For a moment, I thought about turning back. I stepped up to the door and looked through the screen. There was a half-packed duffel sitting on the dresser but no sign of Morgan. He was gone. Maybe it was just as well, I thought to myself, relieved and disappointed all at once. I turned to leave, but he must have heard me.
“Yeah?” he called, his voice muffled behind the closed bathroom door. “Who is it?”
I took a deep breath. “Morgan? It’s me. It’s Georgia.”
The bathroom door opened, and he stepped out. He wore only his shorts, undershirt, and a disbelieving expression. His hair was wet, and he held a damp towel in his hand. “Georgia?” He walked toward the screen, squinting as if peering at a mirage, trying to so
rt out what was real and what was false.
I had rehearsed a long introduction, something about going for a cup of coffee and a talk, about honesty and forthrightness, about being fair to him and myself. But standing on the front stoop, watching him come toward me, smelling of soap and shaving cream, his body backlit by lamplight, spilling over the chiseled muscles of his shoulders like a sun rising over a mountain landscape, I forgot how the speech began. All I could manage to say was hello.
He closed the distance between us in four long strides, opened the screen door, and pulled me into his embrace. Without releasing his hold on me, Morgan pushed the door closed with his foot.
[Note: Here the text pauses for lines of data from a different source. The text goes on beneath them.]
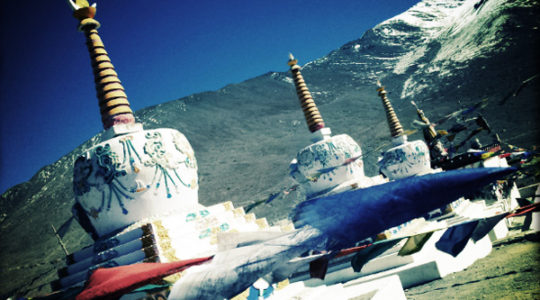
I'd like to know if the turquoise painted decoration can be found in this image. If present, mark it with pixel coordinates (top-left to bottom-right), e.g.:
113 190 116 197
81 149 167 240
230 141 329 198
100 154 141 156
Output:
73 144 135 218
I hadn’t planned on coming into his room. My only thought had been to go someplace quiet to talk and to tell him the truth about myself, that I was a bastard, a mistake of a child born to a woman whose entire life was consumed by wanting, who went from bed to bed pretending to be something she wasn’t, just so someone, anyone, would love her. It didn’t matter to Delia if it was true or not. She was willing to be whatever they wanted. It didn’t matter if she was loved for a lie. She expected it; she was that certain no one could love the truth of her.
I had planned on telling him how I’d rejected her and pushed her away, inventing a new life for myself and denying she was my mother as surely as she had denied I was her child. That night as I wailed my want through the phone line was the first time I understood how closely Delia and I were related. We were both searching for the love we had to have and didn’t know how to get, both hiding behind walls of secrets because we were so afraid of revealing our true selves and being cast out yet again. I was going to tell him it had to stop, that I had decided it would stop with me. Then I would tell him that I had married a man I didn’t deserve and didn’t love until it was too late, that I was still afraid I didn’t know how to love. That was why I’d lied and let him believe I was married.